Wie soll ein Eintrag aussehen? Forschungsdatenmanagementsoftware LinkAhead erlaubt Flexibilität im Datenmodell

Die genutzte Software ist Open Source und damit zukunftssicher: Es unterliegt der Entscheidung der Nutzenden, also Forschenden und Forschungsinstituten, wen sie mit Wartung und Weiterentwicklung beauftragen und ob sie Teile selbst entwickeln. Proprietäre Spezialsoftware Firmen für besondere Anwendungen sollte genauestens dokumentiert und archiviert werden, und idealerweise in der Zukunft umgestellt auf einen offenen Standard gewechselt werden. Ansonsten droht, dass die Software in ein paar Jahren nur noch schwer verfügbar sein könnte. Wenn Softwareprojekte nicht weitergeführt werden, die sich in produktiver Verwendung befinden, ist dies immer ein Problem. Anders als bei Closed Source Software hängt bei Open Source die Entscheidung ob und wie ein Projekt weitergeführt wird jedoch nicht allein von den finanziellen Interessen einer einzelnen Firma ab.

IndiScale und LinkAhead

Das Potential im Forschungsdatenmanagement zu nutzen ist die Mission, die sich Mitarbeitende von IndiScale seit 2012 (zunächst als Forschende am Max-Planck-Institut für Dynamik und Selbstorganisation in Göttingen, ab 2019 dann bei IndiScale) gegeben haben. Wir möchten den Weg, den Forschungsdatenmanagementsoftware geht, beeinflussen und formen.
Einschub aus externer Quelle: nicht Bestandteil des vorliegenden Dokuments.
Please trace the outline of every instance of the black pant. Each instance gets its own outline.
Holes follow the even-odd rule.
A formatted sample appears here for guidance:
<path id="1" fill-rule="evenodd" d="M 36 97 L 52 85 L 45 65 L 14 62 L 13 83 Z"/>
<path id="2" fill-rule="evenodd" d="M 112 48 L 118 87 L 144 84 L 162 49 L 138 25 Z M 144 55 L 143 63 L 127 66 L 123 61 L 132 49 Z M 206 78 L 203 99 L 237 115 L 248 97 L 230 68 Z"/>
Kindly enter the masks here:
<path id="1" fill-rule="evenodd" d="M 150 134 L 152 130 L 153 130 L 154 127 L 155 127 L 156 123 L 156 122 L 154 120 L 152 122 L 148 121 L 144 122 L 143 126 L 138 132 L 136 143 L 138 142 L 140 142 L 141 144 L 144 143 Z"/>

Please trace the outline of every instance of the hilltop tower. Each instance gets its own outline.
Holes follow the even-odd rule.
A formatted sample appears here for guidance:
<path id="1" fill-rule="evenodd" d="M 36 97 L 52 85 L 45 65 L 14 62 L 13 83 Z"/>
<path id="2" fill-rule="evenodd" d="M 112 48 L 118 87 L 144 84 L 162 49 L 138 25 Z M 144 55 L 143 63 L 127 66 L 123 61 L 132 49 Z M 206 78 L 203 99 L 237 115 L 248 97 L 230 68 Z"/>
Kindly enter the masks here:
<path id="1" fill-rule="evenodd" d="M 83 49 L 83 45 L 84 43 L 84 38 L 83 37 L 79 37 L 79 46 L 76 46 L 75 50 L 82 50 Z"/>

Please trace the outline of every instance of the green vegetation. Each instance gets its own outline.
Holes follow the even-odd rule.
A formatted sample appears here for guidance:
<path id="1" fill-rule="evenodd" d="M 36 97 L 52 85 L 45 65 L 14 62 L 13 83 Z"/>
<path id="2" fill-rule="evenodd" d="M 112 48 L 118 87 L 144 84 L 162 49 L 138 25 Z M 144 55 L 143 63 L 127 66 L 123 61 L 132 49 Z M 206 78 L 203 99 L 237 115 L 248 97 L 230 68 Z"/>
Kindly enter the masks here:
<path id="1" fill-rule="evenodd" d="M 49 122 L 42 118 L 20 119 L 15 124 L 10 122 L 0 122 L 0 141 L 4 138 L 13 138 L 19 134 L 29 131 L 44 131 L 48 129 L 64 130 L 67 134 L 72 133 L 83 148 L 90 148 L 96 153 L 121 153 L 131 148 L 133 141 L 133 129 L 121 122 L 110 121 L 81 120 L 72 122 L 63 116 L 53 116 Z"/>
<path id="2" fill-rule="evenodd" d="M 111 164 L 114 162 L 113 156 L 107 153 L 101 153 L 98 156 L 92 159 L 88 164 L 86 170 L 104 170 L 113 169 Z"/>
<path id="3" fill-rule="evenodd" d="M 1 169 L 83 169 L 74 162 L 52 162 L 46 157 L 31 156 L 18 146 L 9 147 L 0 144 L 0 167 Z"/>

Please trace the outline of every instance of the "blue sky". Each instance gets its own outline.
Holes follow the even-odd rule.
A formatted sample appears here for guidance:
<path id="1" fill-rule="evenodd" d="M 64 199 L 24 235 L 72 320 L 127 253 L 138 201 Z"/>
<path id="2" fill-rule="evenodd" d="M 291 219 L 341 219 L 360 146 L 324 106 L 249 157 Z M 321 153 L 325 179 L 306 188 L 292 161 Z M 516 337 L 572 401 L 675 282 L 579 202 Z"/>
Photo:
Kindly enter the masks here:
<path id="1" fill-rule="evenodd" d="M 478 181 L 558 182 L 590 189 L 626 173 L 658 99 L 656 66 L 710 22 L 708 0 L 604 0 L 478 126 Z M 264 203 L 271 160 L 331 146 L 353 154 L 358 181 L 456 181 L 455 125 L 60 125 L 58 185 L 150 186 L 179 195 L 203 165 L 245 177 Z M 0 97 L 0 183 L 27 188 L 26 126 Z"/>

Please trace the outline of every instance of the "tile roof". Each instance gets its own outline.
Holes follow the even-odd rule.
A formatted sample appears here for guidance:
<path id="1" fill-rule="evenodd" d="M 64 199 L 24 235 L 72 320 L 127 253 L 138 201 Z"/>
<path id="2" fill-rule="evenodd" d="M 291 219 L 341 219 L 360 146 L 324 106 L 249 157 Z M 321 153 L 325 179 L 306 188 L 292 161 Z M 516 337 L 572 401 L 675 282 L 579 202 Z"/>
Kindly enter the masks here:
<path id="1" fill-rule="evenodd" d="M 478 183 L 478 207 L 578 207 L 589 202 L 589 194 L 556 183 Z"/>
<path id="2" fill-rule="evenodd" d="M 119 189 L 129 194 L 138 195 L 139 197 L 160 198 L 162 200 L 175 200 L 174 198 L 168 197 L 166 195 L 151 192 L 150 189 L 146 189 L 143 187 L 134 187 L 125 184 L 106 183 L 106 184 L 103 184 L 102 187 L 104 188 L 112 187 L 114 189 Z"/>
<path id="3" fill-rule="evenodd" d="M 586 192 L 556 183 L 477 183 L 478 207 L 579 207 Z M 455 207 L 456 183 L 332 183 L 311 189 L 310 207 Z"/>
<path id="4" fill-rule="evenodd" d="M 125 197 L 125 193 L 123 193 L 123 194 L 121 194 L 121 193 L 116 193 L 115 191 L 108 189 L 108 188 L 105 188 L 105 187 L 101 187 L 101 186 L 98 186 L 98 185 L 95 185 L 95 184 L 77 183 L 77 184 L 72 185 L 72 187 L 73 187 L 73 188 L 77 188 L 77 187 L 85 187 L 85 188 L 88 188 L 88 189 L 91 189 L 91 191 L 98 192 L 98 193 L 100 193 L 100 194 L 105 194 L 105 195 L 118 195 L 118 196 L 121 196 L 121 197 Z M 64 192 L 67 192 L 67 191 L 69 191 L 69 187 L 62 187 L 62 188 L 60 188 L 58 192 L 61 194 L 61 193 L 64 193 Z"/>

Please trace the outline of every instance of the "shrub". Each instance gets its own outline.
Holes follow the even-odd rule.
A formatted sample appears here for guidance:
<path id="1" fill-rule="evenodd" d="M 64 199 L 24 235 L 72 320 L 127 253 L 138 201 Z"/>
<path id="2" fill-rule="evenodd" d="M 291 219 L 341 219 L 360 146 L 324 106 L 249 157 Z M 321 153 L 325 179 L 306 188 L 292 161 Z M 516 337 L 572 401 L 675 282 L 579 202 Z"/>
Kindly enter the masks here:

Wir sehen uns als Teil der Open Source Bewegung, die mithilfe von offenen Standards und Lizenzen die Kontrolle über die Softwarewerkzeuge die wir alltäglich nutzen wiedererlangen möchte. Software sollte unter der Kontrolle der Nutzer:innen sein, das heißt der Code muss offen zugänglich und der Zugang und die Nutzungsrechte selbstbestimmt geschehen, ohne Bindung an Nutzungsbedingungen und Weiterverwertung durch Konzerne, wenn das nicht erwünscht ist. Dabei soll Software so frei wie die Wissenschaft sein: Frei zugänglich und verfügbar für alle. Deshalb entwickeln wir die Open Source Forschungsdatenmanagementsoftware CaosDB, ein Werkzeug, das wir uns selbst als Forschende gewünscht hätten, und stellen für den professionellen Einsatz die CaosDB Distribution LinkAhead für unsere Kund:innen bereit.